Through the bottom board, exactly 11.41 inches from the center of the hinge, is placed a 1/4-20 tee nut; and through this tee nut is threaded a 2.5" long 1/4-20 bolt which has a small rectangle (3/4"x2.5") of 1/4" thick plywood attached to the bottom of the bolt, held tightly in place with a nut, to act as a handle with which to turn the bolt. At the top of the bolt is a lock nut, hand tightened so it won't go on any further. The rounded end of the lock nut pushes against the top board when the bolt is turned causing the top board to rise and rotate around the piano hinge at the other end. If the hinge is pointing at a celestial pole, turning the bolt at one revolution per minute tracks the stars fairly accurately for about 10 minutes.

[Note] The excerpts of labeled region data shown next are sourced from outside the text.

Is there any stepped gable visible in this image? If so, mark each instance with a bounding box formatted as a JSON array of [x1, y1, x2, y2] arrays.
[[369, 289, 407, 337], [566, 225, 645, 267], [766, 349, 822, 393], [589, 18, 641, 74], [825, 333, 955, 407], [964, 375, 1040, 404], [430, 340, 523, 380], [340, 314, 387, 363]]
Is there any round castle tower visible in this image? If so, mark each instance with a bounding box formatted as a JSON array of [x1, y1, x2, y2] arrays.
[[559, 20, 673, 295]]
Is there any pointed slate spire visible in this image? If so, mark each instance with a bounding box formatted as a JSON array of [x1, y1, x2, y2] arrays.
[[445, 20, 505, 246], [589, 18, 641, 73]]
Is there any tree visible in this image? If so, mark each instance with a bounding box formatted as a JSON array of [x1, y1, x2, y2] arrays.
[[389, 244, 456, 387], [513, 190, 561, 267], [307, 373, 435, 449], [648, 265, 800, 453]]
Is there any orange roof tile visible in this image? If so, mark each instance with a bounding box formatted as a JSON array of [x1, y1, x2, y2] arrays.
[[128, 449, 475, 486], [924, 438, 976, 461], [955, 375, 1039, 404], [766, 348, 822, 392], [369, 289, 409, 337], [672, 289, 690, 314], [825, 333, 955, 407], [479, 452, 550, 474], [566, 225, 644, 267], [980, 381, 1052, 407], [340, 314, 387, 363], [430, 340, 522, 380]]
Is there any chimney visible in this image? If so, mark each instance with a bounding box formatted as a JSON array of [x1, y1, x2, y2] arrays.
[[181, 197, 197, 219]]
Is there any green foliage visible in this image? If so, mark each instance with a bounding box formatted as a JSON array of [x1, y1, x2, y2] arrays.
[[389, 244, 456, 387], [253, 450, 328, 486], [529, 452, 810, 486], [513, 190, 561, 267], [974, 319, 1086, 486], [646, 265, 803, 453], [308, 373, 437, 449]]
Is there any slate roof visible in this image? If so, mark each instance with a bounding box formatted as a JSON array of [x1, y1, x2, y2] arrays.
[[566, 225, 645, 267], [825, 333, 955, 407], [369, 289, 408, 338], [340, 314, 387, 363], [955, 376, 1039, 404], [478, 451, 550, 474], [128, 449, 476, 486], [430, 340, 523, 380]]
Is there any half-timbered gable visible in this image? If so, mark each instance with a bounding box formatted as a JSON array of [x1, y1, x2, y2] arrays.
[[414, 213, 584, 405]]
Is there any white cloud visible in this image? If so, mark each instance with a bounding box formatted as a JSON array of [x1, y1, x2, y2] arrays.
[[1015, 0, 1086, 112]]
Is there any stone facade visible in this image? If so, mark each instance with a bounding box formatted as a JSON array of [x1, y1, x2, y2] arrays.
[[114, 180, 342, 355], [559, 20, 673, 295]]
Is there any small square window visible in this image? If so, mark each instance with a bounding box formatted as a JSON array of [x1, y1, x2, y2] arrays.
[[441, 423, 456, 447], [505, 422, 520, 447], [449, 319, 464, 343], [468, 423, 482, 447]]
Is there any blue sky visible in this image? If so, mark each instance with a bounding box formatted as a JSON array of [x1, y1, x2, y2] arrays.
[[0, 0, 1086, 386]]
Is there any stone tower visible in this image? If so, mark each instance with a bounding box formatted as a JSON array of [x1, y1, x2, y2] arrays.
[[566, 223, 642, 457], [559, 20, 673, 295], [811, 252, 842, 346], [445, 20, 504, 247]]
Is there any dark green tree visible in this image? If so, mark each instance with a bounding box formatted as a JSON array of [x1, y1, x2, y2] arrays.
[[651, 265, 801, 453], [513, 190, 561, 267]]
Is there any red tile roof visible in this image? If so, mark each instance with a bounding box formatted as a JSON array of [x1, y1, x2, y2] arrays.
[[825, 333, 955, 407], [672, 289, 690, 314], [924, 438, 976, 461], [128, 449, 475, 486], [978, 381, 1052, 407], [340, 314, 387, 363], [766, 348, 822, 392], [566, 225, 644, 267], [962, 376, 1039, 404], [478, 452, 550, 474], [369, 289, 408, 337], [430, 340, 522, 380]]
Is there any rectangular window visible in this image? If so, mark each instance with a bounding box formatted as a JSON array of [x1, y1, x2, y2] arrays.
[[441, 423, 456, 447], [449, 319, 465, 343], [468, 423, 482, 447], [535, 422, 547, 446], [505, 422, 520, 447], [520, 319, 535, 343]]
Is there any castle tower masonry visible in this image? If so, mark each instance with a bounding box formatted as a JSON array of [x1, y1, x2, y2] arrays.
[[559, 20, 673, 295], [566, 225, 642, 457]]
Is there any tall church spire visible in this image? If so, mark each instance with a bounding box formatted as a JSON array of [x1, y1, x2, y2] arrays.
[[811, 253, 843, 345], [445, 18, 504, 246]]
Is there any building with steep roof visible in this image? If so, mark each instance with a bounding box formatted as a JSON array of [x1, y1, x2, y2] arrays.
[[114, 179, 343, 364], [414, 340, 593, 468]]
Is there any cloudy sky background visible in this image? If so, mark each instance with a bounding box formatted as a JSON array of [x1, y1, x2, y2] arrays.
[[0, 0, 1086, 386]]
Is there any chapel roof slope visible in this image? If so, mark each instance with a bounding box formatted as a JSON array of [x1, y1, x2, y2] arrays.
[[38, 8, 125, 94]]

The longer focal length of lens used on the camera, the more inaccurate the system becomes. I found that the best results were obtained with lenses of 50 mm in focal length or less. The alignment of the hinge with the celestial pole is aided by putting a finder on the top board. This is especially true in the southern hemisphere where there is no pole star. Note that if you are in the northern hemisphere the hinge is on the left while in the southern hemisphere, it must be turned around and the hinge is on the right. You gain a great deal of flexibility if you mount a camera ball-joint between the top board and the camera. This allows you to point the camera anywhere. Camera ball-joints are available from many places  (e.g. Slik at http://www.slik.com/bhe.html  or B&H at http://www.bhphotovideo.com search for ballhead). If you want to build a really accurate, motor driven, barn door mount, here is a good website to look at; http://www.astronomyboy.com/barndoor/index.html

The barn-door mount attaches to a simple camera tripod. The setup is angled (with the help of the finder) such that the hinge points at the pole. The hinge here is on the left, the northern hemisphere version. From Australia, you have to turn around the finder and place the hinge on the right. To track the stars, the wooden knob on the bottom is turned at 1 rpm using your watch to time the minutes. The rectangular pieces of plywood are tapered from 5" at the hinge end to 3" at the finder end, to reduce weight.

So, what can you photograph with a 50 mm lens in 10 minutes? Here is one example of a great object, the Large Magellenic Cloud.

The Large Magellanic Cloud (LMC) photographed with a 50 mm lens attached to my 70s vintage Pentax Spotmatic camera. This is a 10 minute exposure at f/1.4 with ASA800 film. The LMC is about 7 degrees long and 3 degrees wide and just chock full of visual goodies, including the Tarantula nebula. For comparison, the full moon would be about this big   o   at this scale. When I tried this same shot with a 100 mm lens, the stars became unacceptably blobby.

What about using a wide-angle lens? I found that my 28 mm lens gave sharp pictures at either 5 or 10 minutes exposure. For example, here is a shot that encompasses not only the LMC (on the left) but also the Small Magellenic Cloud (SMC) on the right (5 minutes, 28 mm lens, f/2.8, ASA800 ). For comparison, the full moon would be about this big:   o
This circle is also about the size of the field of view in my 14 mm eyepiece at 118x on my telescope.

The LMC and the SMC are smallish galaxies in orbit around the Milky Way. They are nearby (less than 200,000 light years) so the nebulae and clusters contained in them are easy visual objects in a backyard telescope. The LMC, in particular, is so rich with objects that you could spend weeks on it alone. The bright star in the upper right is Achenar, the head of the river (Eridanis).